Capital allocation best practices

Have standard criteria
. “There’s always some concern with regard to underesti¬mating cost and overestimating the benefit,” commented Jason Logman, principal, EPM Transformation Practice at The Hackett Group in an AFP FP&A Guide, Making Capital Allocation Decisions: The Role of FP&A. “What we’ve done from an FP&A capital planning perspective is to say that you should have some standard criteria, a gating process that cuts across multiple projects. The key is to set up a much defined set of metrics to evaluate the project and then check those.”

Keep it dynamic. Don’t just do the evaluation once at budget time and then put the analytics tools in the drawer. Experts suggest that FP&A keep running the project through the same gating process at each budget period or at significant project milestones. According to one finance executive, this should be an ongoing process, not a one-time shot. That way if a project is headed south, the company can cut its losses and invest its capital elsewhere.

Run through multiple scenario analyses. Most companies have a baseline, best and worse-case scenario. To add more value, FP&A should run the numbers through more advanced analytics that take into account multiple possible risks to produce a more nuanced range of possible outcomes. According to Mark Pellerin, a principal with Oliver Wyman, what’s important is for companies to work on improving their forecasting through disciplined scenario analysis. “No single scenario would be right,” he said. “You want to understand the directional outcome.” One of the shortcomings is that these scenarios are not revisited as more information becomes available. According to this risk expert, the question FP&A should ask is: “How is the project performing against these multiple scenarios? Given these factors, make the decision change the slope of the cash flow forecast.”

Don’t jump into the business case too soon. Too often, business analysts jump too quickly into making the business case, focusing on what they know and avoiding what they don’t know and other factors that are hard to predict.  Experts suggest FP&A takes a step back and frame the project within its multiple risk factors before looking at costs and benefits.

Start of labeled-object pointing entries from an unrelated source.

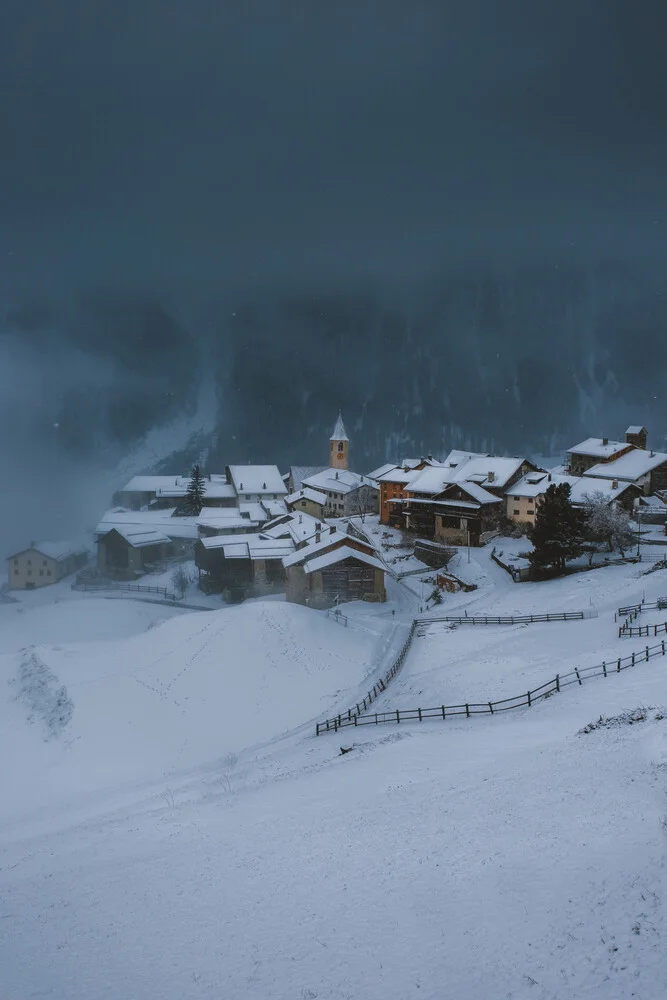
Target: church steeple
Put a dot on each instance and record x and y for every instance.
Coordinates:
(339, 444)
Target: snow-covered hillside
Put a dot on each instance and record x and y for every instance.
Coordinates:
(180, 832)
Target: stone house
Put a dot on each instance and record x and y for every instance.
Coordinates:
(333, 568)
(42, 564)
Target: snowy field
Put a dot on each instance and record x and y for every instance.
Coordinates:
(178, 831)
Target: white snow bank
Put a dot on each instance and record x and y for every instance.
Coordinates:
(180, 695)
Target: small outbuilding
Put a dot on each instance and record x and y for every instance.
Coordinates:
(44, 563)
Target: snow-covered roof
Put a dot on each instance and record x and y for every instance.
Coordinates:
(580, 487)
(60, 551)
(598, 448)
(478, 493)
(629, 467)
(251, 546)
(488, 470)
(307, 494)
(158, 520)
(339, 432)
(431, 480)
(382, 470)
(141, 538)
(328, 536)
(273, 508)
(258, 479)
(339, 481)
(338, 555)
(457, 458)
(301, 472)
(298, 526)
(398, 474)
(150, 484)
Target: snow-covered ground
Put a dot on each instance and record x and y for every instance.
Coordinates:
(178, 831)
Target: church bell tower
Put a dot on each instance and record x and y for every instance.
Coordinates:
(339, 445)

Minimize bias. The trend toward driver-based modeling and data-driven decision-making should help FP&A and the business minimize human subjectivity and management bias in the capital-allocation process. Trying to reduce gut-feel decisions and introduce more information, using big data, competitive information and potential risks into the forecasting process can help increase forecast reliability.

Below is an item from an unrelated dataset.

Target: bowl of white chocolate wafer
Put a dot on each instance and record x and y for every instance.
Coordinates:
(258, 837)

Conduct a post mortem. Finally, the NYU study showed many companies fail to recoup their cost of capital repeatedly. To prevent repeated mistakes, FP&A needs to do a post-mortem at the end of the project to assess whether it yielded expected returns and if not, why. “Go back and have a real hard conversation about where the project ended up,” the Hackett Group’s Logman said. He suggested FP&A executives initiate a serious conversation with business leaders and management about the cost and benefit estimates.